But later, as I congratulated myself on saying all the right things, I realized that this was the easiest that the conversation would ever be. As you grow, we’ll develop a laundry list of the typical things that parents of high-schoolers worry about. Questions about robots will be replaced by our thoughts on teen pregnancy, internet shaming, bad judgment, pornography, consent, and protection. But while we may share the responsibility of starting the conversation, we fully recognize that we are not the gatekeepers of your sexual identity and experiences. We are not in charge of who you have sex with, or when you choose to do it. The only thing that we’re in charge of is telling you the truth about sex, and layering in the cushion of our family values. We’re not going to lie to you. Sex is awesome. You’re going to spend most of your adolescence thinking about it, talking about it, preparing for it, dissecting it, and wondering about it. That’s life. And forbidding you from doing those things, makes sex more mysterious, more frustrating, and more mythical than it has to be. And that, my sons, is more dangerous than all of the other things that we worry about.
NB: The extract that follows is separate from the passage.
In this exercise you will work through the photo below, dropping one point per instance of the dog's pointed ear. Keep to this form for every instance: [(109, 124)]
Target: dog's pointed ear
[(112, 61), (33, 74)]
So when you’re ready, this is what you can count on us to tell you:
1. Your body belongs to you. You may have been birthed from my belly, but I do not own your body. You are in charge of your penis. How you use it is up to you. If you hurt it, or hurt someone else with it, then you are at fault. If we start telling you how and when to use your body, then it sends the message that you are not in control of your own desires. There are serious, life-changing consequences to how you use your penis. It’s our job to explain those things to you, but it’s your job to decide what happens next.
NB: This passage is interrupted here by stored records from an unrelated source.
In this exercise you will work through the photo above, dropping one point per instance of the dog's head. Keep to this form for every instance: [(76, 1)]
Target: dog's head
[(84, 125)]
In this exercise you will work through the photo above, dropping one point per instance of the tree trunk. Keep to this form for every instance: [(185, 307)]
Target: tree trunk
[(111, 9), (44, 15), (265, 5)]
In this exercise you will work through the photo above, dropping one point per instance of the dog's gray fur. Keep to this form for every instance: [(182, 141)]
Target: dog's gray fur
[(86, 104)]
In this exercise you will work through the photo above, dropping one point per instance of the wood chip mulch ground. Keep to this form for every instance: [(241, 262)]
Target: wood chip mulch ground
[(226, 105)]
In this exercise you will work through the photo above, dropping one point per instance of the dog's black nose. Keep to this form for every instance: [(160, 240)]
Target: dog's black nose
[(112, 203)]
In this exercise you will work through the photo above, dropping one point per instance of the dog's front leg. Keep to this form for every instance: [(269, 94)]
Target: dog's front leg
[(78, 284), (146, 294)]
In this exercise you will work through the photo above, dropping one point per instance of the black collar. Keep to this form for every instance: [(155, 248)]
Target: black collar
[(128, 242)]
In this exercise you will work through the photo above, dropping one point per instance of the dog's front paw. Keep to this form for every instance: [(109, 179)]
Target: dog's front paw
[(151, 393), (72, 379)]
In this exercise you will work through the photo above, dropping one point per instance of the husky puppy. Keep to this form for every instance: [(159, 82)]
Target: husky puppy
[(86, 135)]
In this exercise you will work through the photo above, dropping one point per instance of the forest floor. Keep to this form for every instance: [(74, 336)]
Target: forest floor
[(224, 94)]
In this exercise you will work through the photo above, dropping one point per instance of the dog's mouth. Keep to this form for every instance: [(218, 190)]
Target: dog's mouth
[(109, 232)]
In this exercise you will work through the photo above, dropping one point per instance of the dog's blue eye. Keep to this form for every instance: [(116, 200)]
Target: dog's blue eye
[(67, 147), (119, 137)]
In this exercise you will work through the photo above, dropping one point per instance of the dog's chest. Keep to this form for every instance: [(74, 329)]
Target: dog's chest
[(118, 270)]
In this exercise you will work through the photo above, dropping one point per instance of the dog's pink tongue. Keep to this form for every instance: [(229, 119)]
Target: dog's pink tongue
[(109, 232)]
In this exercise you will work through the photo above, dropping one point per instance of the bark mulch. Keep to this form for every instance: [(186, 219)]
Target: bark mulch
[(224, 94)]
2. Your partner’s body does not belong to you. It does not belong to her parents either. Your partner’s body belongs to her. We will teach you about the enormous responsibility that you have to be kind to your partner. To listen to her. To ask, and double-check, and pause, and pay attention. To encourage her to be sober, and present, and an equal decision-maker. Not because you are terrified of her dad greeting you at the door with a shotgun, but because you respect her and care about her and want her to feel good about how she chooses to use her body.
3. You will know the truth about sex. We will be honest with you about STI’s and how easy it is to get pregnant and how hard it is to get healthy. We will talk openly about what drugs and alcohol do to your body, and how to unroll a condom, and what happens if you try to document your escapades to save them for later. If you are old enough to have sex, then you are old enough to buy your own condoms. To sit down to dinner with your partner’s parents. To ask your partner if what you’re doing feels good, and encourage her to tell you what she needs.
4. You deserve to know that sex can be mind-blowing one day, and soul-crushing the next. Sex is not a perfect fix. It is not an unbreakable bond. It can be used to start a relationship, end one, or prevent one. It can be used to talk, to listen, to beg, to threaten, to promise. If we mythologize sex, and talk about it in terms of “preserving it” and “fearing it” and “giving it away”, then we are taking the responsibility off of you, and putting it on the act of intercourse. Sex is what you make of it, and….
5. You’re going to make really bad choices. That’s how you learn. I hope to god that none of those bad choices cause permanent damage to your heart or to your body, or to your partner’s heart or body. Your dad and I will do everything that we can to arm you with the information and tools that you need to make safe, healthy choices. But you’re going to screw up. I did. Your dad did. You will do the walk of shame. You will question your judgment, question how sober you were, question if she really cares about you. You will wish your body was different, wish you didn’t give a damn, and wish you could just erase that one. But no matter how many times you trip and fall….
6. You can always talk to us, and nothing that you say will surprise us or make us love you any less. Some day, you are going to have sex. That’s what human beings do. We will do everything that we can to teach you how your body works so that you can protect yourself, but ultimately, you will need to want to protect yourself. We want you to be the kind of young man who knows that you and your partner are worth protecting.
7. We will create a home environment that is free of body-shaming, slut-shaming, victim-blaming, and secrecy. It’s our job to help you dissect and interpret how our culture serves up women as three-course meals. We will teach you about the enormous pressure that your partner might be under to look a certain way, act a certain way, and desire a certain way. We will examine what the world is teaching you about what it means to be a man, what it means to be sexual, and what it means to be powerful and dominant. We will explore the bullshit together, so that you know the truth about women’s bodies and won’t contribute to their shame or their pain.
8. We do not expect you to be afraid of us. Teaching children to fear breeds secrecy and shame. Worry about how your choices hurt and frustrate you, not how they will hurt and frustrate us.
9. We value your privacy, and we want you to value it too. We will not dish about your (mis)adventures in dating on Facebook. We will not tease you about your girlfriends at the dinner table. What you choose to do with your partner is private, and keeping it that way shows that you respect her and respect yourself.
10. Wait until you’re ready. Do we want you to have sex in high school? Only if you’re ready. And I promise that your Dad and I will do everything that we can to arm you with answers, self-respect, courage, and kindness, so that when the time comes, you will know if it’s right or not.
Your body belongs to you. Please use it accordingly.